Me, on the other side of the bathroom door: “No.”
*stranded on a deserted island*
Message in a liquor bottle: BYOB
Looking at hotels, one review says there are “drug attics” here.
Well what a fun little storage idea!
Call your doctor if there are more than 4 wolves inside of you.
Me, on phone: Hi, I’d like to cancel my account.
Cust Serv Rep: Oh I’m sorry, you’re not an authorized user.
Me: Oh ok, let me go grab my husband
Also me: Hi, this is Nicholas
Who called it “online shopping while sitting on the toilet”
And not “buyarrhea”
The plan: slip my number to the hot guy and whisper “Let’s talk later”

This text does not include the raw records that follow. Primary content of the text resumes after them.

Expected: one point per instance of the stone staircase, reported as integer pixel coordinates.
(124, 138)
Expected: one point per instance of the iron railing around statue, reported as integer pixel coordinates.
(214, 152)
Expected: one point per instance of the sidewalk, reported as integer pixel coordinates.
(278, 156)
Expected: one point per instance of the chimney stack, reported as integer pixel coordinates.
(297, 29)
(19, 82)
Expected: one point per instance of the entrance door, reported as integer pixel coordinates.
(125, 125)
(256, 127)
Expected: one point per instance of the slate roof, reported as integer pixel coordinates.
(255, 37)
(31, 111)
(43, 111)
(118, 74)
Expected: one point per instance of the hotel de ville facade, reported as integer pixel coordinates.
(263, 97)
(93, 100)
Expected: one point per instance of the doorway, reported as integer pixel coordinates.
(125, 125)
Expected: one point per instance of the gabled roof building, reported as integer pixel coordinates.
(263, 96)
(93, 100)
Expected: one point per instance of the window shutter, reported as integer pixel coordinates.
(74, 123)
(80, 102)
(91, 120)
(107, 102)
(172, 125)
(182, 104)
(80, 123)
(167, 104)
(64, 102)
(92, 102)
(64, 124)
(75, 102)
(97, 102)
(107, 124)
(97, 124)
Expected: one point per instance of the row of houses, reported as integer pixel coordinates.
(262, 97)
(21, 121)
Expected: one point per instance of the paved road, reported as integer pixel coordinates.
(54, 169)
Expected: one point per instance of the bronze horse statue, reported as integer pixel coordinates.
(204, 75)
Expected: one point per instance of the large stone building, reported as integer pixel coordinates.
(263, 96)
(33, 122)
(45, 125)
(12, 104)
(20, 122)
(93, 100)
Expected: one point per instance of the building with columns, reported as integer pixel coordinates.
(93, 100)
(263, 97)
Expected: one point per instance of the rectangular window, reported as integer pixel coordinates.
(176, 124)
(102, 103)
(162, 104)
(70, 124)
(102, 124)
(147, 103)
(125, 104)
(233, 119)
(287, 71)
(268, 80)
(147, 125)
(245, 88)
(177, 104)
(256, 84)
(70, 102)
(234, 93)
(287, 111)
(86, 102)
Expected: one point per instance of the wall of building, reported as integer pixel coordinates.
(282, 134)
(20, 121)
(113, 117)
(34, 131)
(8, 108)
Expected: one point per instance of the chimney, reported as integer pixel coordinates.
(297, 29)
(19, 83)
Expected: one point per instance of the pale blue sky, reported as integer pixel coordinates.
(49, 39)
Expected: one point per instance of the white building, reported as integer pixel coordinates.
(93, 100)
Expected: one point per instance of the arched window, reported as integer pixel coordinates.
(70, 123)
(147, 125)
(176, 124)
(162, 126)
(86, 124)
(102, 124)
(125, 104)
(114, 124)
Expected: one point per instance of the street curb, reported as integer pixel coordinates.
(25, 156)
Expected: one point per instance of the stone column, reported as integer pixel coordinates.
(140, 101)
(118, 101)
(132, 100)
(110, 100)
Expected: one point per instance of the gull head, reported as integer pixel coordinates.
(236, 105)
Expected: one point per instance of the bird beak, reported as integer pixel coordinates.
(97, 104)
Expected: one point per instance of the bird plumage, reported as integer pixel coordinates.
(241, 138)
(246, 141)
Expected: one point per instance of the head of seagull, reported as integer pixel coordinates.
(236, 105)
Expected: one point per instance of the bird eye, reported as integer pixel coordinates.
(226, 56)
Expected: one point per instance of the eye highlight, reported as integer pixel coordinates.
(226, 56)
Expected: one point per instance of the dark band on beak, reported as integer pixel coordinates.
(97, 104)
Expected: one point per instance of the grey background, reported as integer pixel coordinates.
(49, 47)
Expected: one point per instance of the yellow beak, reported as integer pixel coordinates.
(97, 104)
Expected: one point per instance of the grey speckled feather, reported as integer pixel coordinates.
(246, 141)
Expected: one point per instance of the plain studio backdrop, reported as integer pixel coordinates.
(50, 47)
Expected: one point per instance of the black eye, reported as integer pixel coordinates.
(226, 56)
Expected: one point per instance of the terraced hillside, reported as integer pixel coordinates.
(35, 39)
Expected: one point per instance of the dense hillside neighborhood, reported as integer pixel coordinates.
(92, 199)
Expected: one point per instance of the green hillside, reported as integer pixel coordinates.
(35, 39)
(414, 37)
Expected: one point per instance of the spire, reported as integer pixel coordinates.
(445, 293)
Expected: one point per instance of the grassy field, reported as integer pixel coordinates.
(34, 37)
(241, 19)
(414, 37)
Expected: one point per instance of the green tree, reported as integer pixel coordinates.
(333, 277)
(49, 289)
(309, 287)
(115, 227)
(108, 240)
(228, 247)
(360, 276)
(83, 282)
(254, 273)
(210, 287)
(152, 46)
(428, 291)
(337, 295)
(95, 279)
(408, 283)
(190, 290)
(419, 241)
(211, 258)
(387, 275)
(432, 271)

How it went: slipped and fell into the hot guy and stammered “–‘stalk later”
What is with the people who leave the most random product reviews?!
⭐- – – –
The sales clerk was wearing a red shirt. I don’t like red, especially when it’s cloudy outside. That’s why I gave this air fryer 1 star.
Son: “Mommy, look, this is how you draw infinity!”
Me: “Yes, sweetie, that’s so smart!”
Son: “It looks like a hiney.”
One time my kid sassed at me with a raised voice and quickly apologized saying, “Sorry I have Voice Immodulation Disorder.”
Then we laughed and laughed and anyway, how many months is enough time-out?